Ignoring potential data races related to the vector, I agree that this code should have defined behavior, so we can say a few things about it. We can say:
- that all threads see flags as all true initially (happens-before induced by spawn)
- that the parent thread will see flags as all false after all threads are joined (hb induced by join)
- that no thread will see a true value after it has seen a false value for
flags[i]
(transitivity)
I think this should end it. Most notably, we cannot say
- when a thread sees
flags[i]
to be false relative to other thread's progress - we cannot say anything about other atomic variables you may share between threads. In other words, loads and stores from/to those variables will have no relationship to the loads and stores to
flags[i]
across threads.

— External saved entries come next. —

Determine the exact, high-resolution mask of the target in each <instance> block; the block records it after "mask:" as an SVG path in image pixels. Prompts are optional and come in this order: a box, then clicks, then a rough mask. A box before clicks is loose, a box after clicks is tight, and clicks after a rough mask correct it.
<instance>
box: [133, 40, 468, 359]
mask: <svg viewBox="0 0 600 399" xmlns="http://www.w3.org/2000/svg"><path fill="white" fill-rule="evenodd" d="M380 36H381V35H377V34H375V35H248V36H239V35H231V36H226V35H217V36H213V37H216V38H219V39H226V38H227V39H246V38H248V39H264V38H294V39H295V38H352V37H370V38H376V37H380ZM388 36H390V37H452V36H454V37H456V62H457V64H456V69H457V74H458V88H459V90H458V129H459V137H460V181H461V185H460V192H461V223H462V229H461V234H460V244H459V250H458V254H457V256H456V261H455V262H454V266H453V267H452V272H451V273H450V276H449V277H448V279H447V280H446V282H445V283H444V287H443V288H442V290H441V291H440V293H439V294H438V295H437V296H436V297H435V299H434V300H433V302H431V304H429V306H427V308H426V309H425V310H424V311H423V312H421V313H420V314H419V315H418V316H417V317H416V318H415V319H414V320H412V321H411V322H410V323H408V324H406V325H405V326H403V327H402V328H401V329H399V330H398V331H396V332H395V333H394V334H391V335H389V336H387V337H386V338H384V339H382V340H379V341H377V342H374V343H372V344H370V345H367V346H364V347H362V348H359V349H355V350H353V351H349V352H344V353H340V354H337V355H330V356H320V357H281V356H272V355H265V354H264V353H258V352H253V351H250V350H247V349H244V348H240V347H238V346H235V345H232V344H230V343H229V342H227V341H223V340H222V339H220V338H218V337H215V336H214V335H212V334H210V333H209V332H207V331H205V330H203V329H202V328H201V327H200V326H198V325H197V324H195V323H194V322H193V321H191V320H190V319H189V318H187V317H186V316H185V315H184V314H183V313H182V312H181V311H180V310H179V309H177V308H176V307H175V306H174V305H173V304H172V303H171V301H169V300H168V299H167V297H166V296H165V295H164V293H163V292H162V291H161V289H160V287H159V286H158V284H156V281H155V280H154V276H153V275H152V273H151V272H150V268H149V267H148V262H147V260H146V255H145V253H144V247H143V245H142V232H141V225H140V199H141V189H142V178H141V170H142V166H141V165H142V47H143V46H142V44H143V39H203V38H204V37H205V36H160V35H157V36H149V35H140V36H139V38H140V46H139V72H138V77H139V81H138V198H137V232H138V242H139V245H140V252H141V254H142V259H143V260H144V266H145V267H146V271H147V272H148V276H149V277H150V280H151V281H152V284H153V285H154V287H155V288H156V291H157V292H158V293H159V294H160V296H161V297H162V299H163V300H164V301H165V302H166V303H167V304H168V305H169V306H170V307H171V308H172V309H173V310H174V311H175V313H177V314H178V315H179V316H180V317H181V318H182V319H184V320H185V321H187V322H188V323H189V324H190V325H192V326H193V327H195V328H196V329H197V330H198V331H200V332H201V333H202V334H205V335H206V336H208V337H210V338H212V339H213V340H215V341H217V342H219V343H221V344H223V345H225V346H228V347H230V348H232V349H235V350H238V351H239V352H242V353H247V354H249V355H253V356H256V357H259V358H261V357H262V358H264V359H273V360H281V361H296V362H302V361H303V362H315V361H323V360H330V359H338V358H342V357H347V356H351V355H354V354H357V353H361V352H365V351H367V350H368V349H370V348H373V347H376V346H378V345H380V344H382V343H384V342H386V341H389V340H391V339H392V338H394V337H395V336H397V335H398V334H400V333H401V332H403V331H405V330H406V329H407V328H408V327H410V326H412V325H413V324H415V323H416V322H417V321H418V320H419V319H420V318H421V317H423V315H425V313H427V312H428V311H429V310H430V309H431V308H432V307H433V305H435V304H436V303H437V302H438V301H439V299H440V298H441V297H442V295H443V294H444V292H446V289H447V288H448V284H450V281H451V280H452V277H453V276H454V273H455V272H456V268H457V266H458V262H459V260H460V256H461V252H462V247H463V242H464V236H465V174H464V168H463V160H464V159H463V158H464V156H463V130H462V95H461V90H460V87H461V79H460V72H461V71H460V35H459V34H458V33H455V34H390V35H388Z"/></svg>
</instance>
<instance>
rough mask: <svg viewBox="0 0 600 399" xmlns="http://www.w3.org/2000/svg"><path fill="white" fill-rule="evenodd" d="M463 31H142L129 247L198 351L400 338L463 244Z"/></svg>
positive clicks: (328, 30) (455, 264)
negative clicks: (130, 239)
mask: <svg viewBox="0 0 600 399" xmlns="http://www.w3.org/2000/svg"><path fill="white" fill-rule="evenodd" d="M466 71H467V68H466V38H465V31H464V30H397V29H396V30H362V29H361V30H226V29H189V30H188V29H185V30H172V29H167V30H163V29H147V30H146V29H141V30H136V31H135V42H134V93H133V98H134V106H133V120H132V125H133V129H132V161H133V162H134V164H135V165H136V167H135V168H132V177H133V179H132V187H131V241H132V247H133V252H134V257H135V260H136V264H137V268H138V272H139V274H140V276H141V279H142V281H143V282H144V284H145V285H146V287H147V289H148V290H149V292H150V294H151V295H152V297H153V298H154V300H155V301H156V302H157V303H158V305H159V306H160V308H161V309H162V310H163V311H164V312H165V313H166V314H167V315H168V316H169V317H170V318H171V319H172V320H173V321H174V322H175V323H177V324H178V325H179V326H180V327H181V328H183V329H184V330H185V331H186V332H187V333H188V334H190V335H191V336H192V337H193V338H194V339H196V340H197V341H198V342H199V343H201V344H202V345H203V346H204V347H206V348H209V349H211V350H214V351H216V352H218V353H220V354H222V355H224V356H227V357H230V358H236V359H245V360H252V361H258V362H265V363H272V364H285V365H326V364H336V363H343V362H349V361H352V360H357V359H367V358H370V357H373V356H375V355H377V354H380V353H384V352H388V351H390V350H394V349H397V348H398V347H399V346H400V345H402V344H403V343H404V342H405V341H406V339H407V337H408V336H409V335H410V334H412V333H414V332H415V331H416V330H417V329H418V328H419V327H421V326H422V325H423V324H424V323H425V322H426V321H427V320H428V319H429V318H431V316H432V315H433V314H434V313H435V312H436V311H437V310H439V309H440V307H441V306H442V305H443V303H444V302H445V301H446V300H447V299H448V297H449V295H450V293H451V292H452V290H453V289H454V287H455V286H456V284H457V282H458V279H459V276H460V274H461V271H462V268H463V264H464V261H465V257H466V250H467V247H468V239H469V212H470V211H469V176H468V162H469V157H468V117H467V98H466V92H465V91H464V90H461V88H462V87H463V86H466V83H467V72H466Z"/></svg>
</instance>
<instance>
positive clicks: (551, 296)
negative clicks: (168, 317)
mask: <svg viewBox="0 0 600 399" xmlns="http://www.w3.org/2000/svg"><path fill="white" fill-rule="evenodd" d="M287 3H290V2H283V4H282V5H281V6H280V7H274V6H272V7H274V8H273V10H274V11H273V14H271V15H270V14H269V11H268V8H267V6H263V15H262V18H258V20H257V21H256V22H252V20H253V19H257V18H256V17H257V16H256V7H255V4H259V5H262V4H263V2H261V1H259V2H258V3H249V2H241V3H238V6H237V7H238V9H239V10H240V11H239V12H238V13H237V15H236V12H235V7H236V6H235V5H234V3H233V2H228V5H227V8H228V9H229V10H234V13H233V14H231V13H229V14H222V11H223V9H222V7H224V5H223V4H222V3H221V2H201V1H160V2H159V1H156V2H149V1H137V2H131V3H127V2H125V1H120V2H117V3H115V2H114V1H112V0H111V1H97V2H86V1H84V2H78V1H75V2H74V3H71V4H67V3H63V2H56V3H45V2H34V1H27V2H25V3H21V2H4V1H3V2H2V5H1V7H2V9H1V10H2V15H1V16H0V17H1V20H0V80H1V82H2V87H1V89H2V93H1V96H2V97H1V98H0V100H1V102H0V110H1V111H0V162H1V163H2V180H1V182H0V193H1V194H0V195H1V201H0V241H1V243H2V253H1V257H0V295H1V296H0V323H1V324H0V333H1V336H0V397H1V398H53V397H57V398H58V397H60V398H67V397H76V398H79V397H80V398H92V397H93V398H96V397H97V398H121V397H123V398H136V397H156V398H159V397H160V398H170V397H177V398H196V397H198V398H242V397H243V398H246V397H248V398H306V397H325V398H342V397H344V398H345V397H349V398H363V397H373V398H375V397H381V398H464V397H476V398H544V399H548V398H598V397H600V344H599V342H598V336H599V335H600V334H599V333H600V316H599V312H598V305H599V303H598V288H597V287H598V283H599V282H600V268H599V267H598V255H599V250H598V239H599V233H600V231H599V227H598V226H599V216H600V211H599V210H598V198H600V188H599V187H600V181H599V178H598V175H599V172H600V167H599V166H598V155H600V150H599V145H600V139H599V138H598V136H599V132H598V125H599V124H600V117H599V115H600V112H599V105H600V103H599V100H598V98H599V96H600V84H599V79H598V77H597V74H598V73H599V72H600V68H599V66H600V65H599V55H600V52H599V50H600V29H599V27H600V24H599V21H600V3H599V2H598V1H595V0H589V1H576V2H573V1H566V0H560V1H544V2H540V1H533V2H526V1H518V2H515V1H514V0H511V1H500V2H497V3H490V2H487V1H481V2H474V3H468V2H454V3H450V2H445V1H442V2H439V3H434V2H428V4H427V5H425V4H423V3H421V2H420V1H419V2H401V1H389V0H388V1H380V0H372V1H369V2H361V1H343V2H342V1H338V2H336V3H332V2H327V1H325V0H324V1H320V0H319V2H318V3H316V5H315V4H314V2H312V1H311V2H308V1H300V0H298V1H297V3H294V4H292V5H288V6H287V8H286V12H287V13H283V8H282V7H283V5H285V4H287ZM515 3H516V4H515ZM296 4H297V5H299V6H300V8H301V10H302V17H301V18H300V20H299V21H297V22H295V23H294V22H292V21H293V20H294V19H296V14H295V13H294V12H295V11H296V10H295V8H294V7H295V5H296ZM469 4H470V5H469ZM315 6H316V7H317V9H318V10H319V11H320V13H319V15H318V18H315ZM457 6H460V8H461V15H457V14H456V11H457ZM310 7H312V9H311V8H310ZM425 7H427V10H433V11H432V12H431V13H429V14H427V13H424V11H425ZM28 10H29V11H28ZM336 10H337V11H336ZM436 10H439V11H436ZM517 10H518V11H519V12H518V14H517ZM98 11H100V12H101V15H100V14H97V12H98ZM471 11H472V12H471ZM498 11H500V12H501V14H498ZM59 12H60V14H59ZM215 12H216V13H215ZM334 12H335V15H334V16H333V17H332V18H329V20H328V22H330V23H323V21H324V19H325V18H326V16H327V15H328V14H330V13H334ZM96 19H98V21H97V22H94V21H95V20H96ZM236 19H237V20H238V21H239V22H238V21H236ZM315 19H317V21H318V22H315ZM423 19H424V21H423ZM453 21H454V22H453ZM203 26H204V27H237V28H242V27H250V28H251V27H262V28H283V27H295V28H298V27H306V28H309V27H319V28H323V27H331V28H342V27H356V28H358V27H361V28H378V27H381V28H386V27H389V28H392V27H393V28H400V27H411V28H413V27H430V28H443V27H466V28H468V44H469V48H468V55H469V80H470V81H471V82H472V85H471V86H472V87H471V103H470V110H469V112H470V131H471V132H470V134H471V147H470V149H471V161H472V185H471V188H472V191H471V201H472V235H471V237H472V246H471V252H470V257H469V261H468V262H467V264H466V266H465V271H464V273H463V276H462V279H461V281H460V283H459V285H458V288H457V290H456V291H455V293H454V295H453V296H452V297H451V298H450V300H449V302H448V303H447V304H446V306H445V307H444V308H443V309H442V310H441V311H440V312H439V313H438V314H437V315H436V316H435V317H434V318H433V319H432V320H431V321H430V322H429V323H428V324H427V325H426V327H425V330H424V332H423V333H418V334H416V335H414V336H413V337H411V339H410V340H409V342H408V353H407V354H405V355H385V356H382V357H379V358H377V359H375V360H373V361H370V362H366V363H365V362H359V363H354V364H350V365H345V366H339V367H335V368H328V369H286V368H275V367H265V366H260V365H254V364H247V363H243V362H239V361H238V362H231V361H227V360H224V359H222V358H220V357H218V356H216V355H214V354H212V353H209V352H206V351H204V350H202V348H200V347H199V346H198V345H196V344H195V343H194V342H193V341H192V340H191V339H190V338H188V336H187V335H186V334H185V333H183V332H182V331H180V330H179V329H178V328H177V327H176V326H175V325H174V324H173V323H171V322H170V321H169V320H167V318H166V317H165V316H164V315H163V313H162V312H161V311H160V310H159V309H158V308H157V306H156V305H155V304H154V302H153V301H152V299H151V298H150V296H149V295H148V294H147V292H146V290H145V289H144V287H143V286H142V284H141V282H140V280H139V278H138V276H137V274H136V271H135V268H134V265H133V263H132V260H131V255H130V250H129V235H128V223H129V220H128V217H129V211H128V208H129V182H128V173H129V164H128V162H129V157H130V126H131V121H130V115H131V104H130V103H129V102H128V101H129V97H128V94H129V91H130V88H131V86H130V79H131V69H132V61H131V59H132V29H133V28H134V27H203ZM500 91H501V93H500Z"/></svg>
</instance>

In particular, when considering all updates by all threads to all atomic shared variables, there may not exist a sequential order that is consistent with the update order observed by the threads.
So the correctness of whatever algorithm these flags implement could be judged only once the rest of the code that accesses shared state is revealed (if there is such code).

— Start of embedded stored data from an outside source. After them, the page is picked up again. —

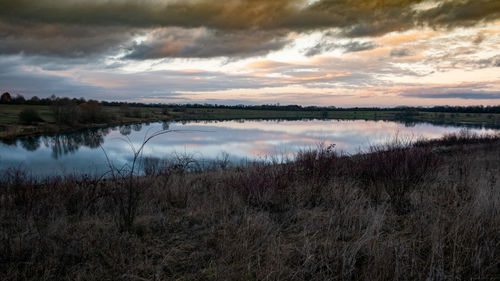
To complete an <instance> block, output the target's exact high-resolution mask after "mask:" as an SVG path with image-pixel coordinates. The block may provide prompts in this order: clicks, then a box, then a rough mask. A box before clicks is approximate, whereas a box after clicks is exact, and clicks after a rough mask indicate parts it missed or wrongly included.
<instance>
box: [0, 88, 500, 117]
mask: <svg viewBox="0 0 500 281" xmlns="http://www.w3.org/2000/svg"><path fill="white" fill-rule="evenodd" d="M91 101H92V100H91ZM88 102H89V101H87V100H85V99H84V98H79V99H77V98H71V99H70V98H67V97H63V98H61V97H56V96H54V95H52V96H50V97H48V98H39V97H37V96H34V97H32V98H30V99H26V98H24V97H23V96H22V95H19V94H18V95H14V96H13V95H11V94H9V93H4V94H3V95H2V96H1V98H0V104H26V105H61V104H62V105H76V106H78V105H81V104H85V103H88ZM92 102H94V103H97V105H102V106H116V107H125V106H126V107H151V108H165V107H169V108H174V109H178V110H183V109H188V108H204V109H215V108H220V109H245V110H273V111H325V110H326V111H395V110H396V111H406V112H412V111H421V112H449V113H500V105H495V106H482V105H478V106H433V107H412V106H398V107H349V108H345V107H336V106H301V105H296V104H291V105H280V104H279V103H277V104H263V105H244V104H238V105H222V104H207V103H204V104H200V103H194V104H175V103H169V104H163V103H148V104H146V103H137V102H118V101H100V102H98V101H92Z"/></svg>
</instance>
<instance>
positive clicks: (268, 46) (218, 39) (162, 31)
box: [126, 28, 290, 59]
mask: <svg viewBox="0 0 500 281" xmlns="http://www.w3.org/2000/svg"><path fill="white" fill-rule="evenodd" d="M281 36H282V37H279V35H278V33H277V32H264V31H261V32H253V33H252V34H249V33H248V32H246V31H239V32H221V31H213V30H206V29H204V28H198V29H182V28H166V29H163V30H160V31H155V32H154V33H152V34H150V35H149V38H148V39H147V40H146V41H144V42H141V43H139V44H135V45H134V46H133V47H132V48H131V49H132V51H131V53H130V54H129V55H127V56H126V58H130V59H155V58H166V57H177V58H210V57H220V56H230V57H247V56H256V55H265V54H267V53H269V52H270V51H276V50H280V49H282V48H283V47H284V46H285V45H287V44H288V43H290V40H288V39H286V38H284V36H286V33H282V34H281Z"/></svg>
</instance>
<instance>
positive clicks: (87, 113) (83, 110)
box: [78, 100, 102, 123]
mask: <svg viewBox="0 0 500 281" xmlns="http://www.w3.org/2000/svg"><path fill="white" fill-rule="evenodd" d="M78 114H79V121H80V122H83V123H86V122H98V121H101V119H102V118H101V117H102V114H101V107H100V106H99V102H97V101H95V100H89V101H87V102H84V103H82V104H80V105H79V106H78Z"/></svg>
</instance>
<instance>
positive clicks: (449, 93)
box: [405, 92, 500, 100]
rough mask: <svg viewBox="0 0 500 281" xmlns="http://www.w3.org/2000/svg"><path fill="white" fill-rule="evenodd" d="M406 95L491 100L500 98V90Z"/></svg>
mask: <svg viewBox="0 0 500 281" xmlns="http://www.w3.org/2000/svg"><path fill="white" fill-rule="evenodd" d="M405 96H406V97H415V98H424V99H465V100H493V99H500V92H463V93H461V92H448V93H441V94H420V95H418V94H409V95H405Z"/></svg>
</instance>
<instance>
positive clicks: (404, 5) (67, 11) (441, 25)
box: [0, 0, 500, 59]
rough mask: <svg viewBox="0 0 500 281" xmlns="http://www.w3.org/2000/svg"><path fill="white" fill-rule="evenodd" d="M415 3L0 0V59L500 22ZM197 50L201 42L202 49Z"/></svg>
mask: <svg viewBox="0 0 500 281" xmlns="http://www.w3.org/2000/svg"><path fill="white" fill-rule="evenodd" d="M422 2H424V0H345V1H339V0H320V1H317V2H315V3H314V4H312V5H307V1H306V0H273V1H269V0H226V1H212V0H185V1H177V0H171V1H168V0H143V1H135V0H38V1H32V0H2V1H1V2H0V21H1V23H0V35H2V36H1V37H0V38H1V39H0V54H6V53H7V54H11V53H19V52H23V53H25V54H43V55H60V56H71V57H74V56H85V55H88V54H93V53H102V52H106V51H108V50H110V49H114V50H115V51H116V50H117V49H119V48H120V47H121V46H123V44H126V43H129V41H131V40H130V39H132V37H133V36H134V35H133V34H131V33H132V32H137V30H142V31H145V32H146V31H147V30H151V29H155V30H156V29H157V28H168V27H179V28H183V29H193V28H194V29H196V28H202V29H204V30H210V31H209V32H208V31H207V32H208V33H207V34H205V35H201V36H200V37H196V38H193V37H190V36H188V38H183V37H182V36H181V37H177V40H186V41H187V42H188V43H190V44H186V43H184V44H181V45H182V47H179V46H177V49H176V48H172V49H171V50H169V48H170V46H169V45H165V44H171V40H172V38H170V37H168V36H167V37H165V36H162V34H156V35H155V36H153V37H152V39H150V40H149V41H147V42H144V44H141V45H136V46H134V48H133V50H132V52H131V54H130V55H129V57H130V58H138V59H139V58H151V57H153V58H156V57H175V56H179V57H211V56H246V55H260V54H265V53H266V52H268V51H272V50H276V49H279V48H282V47H283V46H284V45H285V44H286V42H287V41H286V40H285V38H286V37H284V36H283V34H284V33H287V32H292V31H295V32H306V31H311V30H317V29H325V28H339V29H340V34H342V35H344V36H350V37H357V36H377V35H381V34H385V33H388V32H392V31H404V30H407V29H410V28H413V27H416V26H430V27H434V28H441V27H444V28H453V27H458V26H471V25H475V24H477V23H480V22H485V21H490V20H495V19H498V18H500V1H498V0H461V1H445V0H441V1H438V2H437V3H438V4H437V5H435V6H433V7H430V8H427V9H423V10H418V9H415V5H416V4H420V3H422ZM160 33H161V32H160ZM264 33H265V34H266V35H265V36H264V35H262V34H264ZM134 34H135V33H134ZM271 35H272V36H274V39H272V38H270V37H269V36H271ZM261 36H264V38H262V37H261ZM259 37H260V38H259ZM174 39H176V38H174ZM235 41H238V42H235ZM176 43H178V42H177V41H175V42H174V44H173V45H176ZM202 44H207V45H205V48H207V49H206V50H205V49H203V48H201V46H202ZM261 45H263V46H261ZM237 49H238V50H237ZM312 52H314V51H312Z"/></svg>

It helps to be somewhat formal (it's not overdoing it, IMO) and stick with the definition of a data race as:
A program that has two conflicting evaluations has a data race unless either both conflicting evaluations are atomic operations one of the conflicting evaluations happens-before another.
where "conflicting evaluations" are defined as:
When an evaluation of an expression writes to a memory location and another evaluation reads or modifies the same memory location, the expressions are said to conflict
When adopting this view we wouldn't call it a "data race." Memory location btw is a byte.
So data races are undefined behavior, evaluations involving two atomic operations on the same memory location don't conflict, but rather are guarded by the memory model guarantees. These guarantees can range from nothing (relaxed) to very little (sequential consistency).
Although I'm not 100% sure, using relaxed
assignments to atomics probably has no purpose beyond removing the formal undefinedness of a program that would otherwise exist. Most algorithms one might come up with require at least sequential consistency (IIRC classic algorithms like Dekker's and Peterson's do).
An approach that's sometimes taken is to start with an implementation that uses default atomics with sequential consistency, and then reason about how to relax it (for related operations, this would typically by acquire/release sections). See this paper for an example of this technique in the context of a lock free deque.